The Dandy Warhols
Wednesday, May 16, 2012
Smelling like teen spirit.
At last night's sold-out show at the Fillmore
, the Dandy Warhols' frontman Courtney Taylor-Taylor couldn't resist wearing his black Brian Jonestown Massacre
parody T-shirt. The bands, forever tied by the 2004 documentary Dig!
played the Fillmore within a week of one another and we couldn't resist
comparing the shows. (Read my review of The Brian Jonestown Massacre
18 years together and only one lineup change (drummer Brent DeBoer
joining in 1998), Taylor-Taylor's claim of being "the most well-adjusted
band in America" seems to hold true. Last night, the Dandys tightly gathered on stage in
front a massive fabric backdrop with the band's name and under a strobe, making
it feel like a 1990s prom. They delivered a two-hour set packed with fan
favorites -- and seemed to have fun doing it, too.
Touring for its eighth album, This Machine
, few in the predominantly over-30 crowd knew any songs outside the Dandys' best-loved and early albums ... The Dandy Warhols Come Down
(1997) and Thirteen Tales from Urban Bohemia
(2000). The band has maintained its late-'90s sound, a gift and a curse when compared to the ever-evolving Brian Jonestown Massacre, which is now on tour for its experimental and instrumental new album, Aufheben
The first stop in a long, national tour, Taylor-Taylor's vocals already sounded tired and strained, but he made it work, channeling his inner Iggy Pop, snarling as he sang, and telling stories between songs or during keyboardist Zia McCabe's "potty breaks."

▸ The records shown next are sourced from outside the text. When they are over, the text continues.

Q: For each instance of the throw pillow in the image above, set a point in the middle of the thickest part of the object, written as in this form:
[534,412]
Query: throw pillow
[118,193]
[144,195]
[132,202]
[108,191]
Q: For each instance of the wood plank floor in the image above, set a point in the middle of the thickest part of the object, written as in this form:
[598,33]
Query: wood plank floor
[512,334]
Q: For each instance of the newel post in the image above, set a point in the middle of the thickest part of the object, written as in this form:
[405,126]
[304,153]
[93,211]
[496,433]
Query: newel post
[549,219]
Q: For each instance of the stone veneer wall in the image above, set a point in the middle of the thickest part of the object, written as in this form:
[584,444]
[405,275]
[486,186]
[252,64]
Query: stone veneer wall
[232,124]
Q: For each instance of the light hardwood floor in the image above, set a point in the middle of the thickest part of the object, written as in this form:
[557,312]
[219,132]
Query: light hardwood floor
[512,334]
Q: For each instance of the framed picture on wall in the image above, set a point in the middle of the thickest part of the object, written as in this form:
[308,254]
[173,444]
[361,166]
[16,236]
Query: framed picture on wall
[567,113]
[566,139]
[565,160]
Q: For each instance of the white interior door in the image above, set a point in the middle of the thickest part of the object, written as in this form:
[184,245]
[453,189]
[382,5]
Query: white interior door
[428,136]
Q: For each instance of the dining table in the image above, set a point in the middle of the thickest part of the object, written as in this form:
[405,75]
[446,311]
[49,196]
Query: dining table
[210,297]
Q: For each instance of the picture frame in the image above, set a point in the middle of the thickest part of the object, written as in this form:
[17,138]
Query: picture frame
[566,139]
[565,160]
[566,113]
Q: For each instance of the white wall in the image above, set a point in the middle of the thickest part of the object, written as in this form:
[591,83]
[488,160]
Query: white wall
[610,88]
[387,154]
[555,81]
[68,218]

"You know we started playing S.F. in '94-95 at house parties in the Mission," Taylor-Taylor said. "We liked playing S.F. so much, it took us three years to get up to Seattle."
Along with the Brian Jonestown Massacre, who formed in San Francisco in 1990, Portland's the Dandy Warhols helped revive the San Francisco music scene, adding to it elements of grunge, goth, and a 1960s London sound. It's heard in the Dandys' greatest hits, all performed last night, including "Bohemian Like You," "We Used to be Friends," "Godless," "Mohammed," "Horse Pills," and "Get Off."
No surprises in this set. As expected, the Dandys left the mischief to the Brian Jonestown Massacre and played it safe.
Overheard: "Am I at a Butthole Surfers' concert?"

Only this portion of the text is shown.